# Terraform Deployment

This directory contains the Terraform configuration files for deploying an AWS EC2 instance with ContainerLab.

## Prerequisites

- Terraform installed on your local machine
- AWS CLI configured with your credentials
- An AWS account with the necessary permissions

## Configuration

1. **Set AWS Credentials and Variables**

   Rename the `terraform.tfvars.sample` to `terraform.tfvars` and update the following variables with your own values:

   ```tfvars
   AWS_ACCESS_KEY = "your_access_key"
   AWS_SECRET_KEY = "your_secret_key"
   AWS_KEY_NAME   = "your_key_pair_name"
   AWS_KEY_LOCATION = "path_to_your_private_key"
   ```

    **Important** : Never commit `terraform.tfvars` to version control as it contains sensitive information.

2. **Customize Terraform Variables**

    You can customize the deployment by modifying the Terraform variables in `variables.tf`.

## Action made by the EC2.tf file

1. **AWS Provider Configuration**: It sets up the AWS provider with the region, access key, and secret key specified in the Terraform variables.

   ```tf
   provider "aws" {
     region     = var.AWS_REGION
     access_key = var.AWS_ACCESS_KEY
     secret_key = var.AWS_SECRET_KEY
   }
   ```

2. **Security Group Creation**: It creates a new AWS security group named `netlab_sg`. This security group allows all outbound traffic and only inbound SSH (port 22) traffic from the IP address specified in the `AWS_LOCAL_IP` variable.

   ```tf
   resource "aws_security_group" "netlab_sg" {
     ...
   }
   ```

3. **EC2 Instance Creation**: It creates a new AWS EC2 instance with the specified AMI, instance type, and key pair. The instance is associated with the `netlab_sg` security group.

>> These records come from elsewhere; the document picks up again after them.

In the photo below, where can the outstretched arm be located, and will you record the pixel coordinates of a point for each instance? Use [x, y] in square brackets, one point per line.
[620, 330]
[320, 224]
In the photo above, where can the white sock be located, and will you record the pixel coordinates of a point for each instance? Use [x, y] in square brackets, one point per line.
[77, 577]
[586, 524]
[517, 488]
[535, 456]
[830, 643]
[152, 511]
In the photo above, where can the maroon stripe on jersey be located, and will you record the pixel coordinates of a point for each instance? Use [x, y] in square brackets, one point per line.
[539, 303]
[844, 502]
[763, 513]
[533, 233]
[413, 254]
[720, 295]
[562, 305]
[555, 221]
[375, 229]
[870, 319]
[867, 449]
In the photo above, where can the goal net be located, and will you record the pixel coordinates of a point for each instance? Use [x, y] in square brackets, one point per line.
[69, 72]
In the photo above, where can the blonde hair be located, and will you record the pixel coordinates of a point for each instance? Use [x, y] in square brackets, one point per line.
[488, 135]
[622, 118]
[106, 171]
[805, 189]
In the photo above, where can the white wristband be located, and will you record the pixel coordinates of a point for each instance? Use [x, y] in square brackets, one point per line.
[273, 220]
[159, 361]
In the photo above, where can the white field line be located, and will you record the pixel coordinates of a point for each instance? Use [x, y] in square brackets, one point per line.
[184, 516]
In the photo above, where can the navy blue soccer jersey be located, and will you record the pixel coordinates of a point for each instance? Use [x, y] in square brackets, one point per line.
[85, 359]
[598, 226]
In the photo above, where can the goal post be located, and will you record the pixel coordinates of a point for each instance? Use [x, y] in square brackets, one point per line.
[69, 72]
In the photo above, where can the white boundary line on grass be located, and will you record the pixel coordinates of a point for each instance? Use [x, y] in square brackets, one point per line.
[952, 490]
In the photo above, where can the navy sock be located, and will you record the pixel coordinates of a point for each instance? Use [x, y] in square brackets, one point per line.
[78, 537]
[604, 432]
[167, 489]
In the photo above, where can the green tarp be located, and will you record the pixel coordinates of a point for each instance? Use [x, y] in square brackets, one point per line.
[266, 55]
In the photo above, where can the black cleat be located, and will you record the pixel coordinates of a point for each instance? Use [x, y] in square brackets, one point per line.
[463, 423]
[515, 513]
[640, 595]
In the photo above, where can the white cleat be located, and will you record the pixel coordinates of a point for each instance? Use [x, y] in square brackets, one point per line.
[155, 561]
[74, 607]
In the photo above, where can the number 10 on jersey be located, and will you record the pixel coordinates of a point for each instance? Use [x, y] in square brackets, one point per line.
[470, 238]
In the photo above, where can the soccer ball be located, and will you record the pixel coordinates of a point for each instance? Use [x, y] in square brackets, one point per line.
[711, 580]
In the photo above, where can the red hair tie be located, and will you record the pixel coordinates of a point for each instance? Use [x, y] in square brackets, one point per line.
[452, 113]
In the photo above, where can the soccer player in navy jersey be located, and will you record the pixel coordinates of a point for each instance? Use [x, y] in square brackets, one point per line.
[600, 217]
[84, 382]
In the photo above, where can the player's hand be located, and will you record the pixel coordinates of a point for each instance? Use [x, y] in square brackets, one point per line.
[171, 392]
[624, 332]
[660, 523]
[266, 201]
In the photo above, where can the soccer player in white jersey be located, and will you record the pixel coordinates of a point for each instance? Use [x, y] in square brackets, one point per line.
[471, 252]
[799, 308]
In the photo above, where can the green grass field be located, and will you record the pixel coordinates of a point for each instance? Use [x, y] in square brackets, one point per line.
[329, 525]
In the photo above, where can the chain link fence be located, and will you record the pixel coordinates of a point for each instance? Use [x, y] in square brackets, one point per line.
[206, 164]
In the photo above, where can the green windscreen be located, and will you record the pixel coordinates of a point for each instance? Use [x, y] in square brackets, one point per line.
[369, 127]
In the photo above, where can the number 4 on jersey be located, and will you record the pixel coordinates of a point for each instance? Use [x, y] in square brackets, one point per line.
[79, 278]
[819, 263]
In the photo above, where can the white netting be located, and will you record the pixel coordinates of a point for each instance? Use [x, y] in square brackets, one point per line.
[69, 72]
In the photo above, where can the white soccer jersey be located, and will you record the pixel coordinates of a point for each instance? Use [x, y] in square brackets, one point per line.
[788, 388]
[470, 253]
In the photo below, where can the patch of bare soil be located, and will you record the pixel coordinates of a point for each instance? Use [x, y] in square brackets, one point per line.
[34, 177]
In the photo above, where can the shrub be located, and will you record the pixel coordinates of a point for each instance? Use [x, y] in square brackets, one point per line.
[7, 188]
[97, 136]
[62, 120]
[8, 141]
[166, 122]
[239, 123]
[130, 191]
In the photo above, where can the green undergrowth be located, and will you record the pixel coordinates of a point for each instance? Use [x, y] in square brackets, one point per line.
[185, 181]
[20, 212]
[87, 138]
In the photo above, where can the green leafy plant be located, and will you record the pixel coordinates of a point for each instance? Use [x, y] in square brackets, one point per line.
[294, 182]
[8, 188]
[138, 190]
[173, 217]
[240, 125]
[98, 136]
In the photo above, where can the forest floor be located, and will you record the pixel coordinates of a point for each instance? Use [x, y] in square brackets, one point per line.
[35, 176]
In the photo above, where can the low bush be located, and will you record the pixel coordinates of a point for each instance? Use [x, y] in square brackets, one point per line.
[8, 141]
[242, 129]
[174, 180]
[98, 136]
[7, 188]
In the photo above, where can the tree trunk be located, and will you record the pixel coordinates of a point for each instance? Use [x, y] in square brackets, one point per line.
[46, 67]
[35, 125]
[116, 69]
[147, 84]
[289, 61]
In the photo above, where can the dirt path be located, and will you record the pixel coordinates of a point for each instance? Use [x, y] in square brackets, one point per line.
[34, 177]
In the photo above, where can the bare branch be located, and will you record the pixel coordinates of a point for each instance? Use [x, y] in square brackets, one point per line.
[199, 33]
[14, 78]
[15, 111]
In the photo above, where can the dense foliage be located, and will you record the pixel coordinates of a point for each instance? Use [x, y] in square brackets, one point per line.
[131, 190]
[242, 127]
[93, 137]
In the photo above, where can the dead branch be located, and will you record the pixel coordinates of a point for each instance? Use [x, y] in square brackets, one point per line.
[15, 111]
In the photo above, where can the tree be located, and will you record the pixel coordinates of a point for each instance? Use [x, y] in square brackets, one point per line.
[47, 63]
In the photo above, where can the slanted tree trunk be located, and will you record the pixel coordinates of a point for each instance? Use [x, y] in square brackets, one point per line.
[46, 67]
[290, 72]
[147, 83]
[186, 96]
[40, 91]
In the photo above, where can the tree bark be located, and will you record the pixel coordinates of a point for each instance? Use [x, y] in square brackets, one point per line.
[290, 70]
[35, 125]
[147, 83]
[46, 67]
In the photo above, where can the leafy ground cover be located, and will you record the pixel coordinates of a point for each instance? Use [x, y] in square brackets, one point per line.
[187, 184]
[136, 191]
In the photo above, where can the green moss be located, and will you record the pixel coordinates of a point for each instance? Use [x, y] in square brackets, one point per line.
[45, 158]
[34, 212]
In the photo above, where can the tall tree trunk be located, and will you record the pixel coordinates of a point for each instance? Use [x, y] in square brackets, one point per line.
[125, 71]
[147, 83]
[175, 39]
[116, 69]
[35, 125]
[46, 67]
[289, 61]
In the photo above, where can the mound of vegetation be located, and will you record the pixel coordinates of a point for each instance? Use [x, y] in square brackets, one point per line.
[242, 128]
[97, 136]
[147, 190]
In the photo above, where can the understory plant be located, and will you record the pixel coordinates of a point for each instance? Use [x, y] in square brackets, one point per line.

The instance is tagged with the name "ContainerLab".

   ```tf
   resource "aws_instance" "containerlab_host" {
     ...
   }
   ```

4. **Root Block Device Configuration**: It configures the root block device of the EC2 instance with a volume size of 128 GB, a volume type of `gp2`, encryption disabled, and deletion on termination enabled.

   ```tf
   root_block_device {
     ...
   }
   ```

5. **Local Provisioners**: It uses two local provisioners to perform actions on the local machine after the EC2 instance is created:

   - The first provisioner writes the public IP address of the newly created EC2 instance to the `../ansible/inventory` file.

     ```tf
     provisioner "local-exec" {
       command = "echo ${aws_instance.containerlab_host.public_ip} > ../ansible/inventory"
     }
     ```

   - The second provisioner waits for 20 seconds and then runs the Ansible playbook `install_containerlab.yml` using the `ansible-playbook` command. The playbook is run against the new EC2 instance.

     ```tf
     provisioner "local-exec" {
       command = <<EOT
         sleep 20
         ANSIBLE_HOST_KEY_CHECKING=False ansible-playbook \
         -u admin \
         -i ../ansible/inventory \
         --private-key ${var.AWS_KEY_LOCATION} \
         ../ansible/install_containerlab.yml 
       EOT
     }
     ```

These actions together set up an AWS environment with a configured EC2 instance ready to run ContainerLab.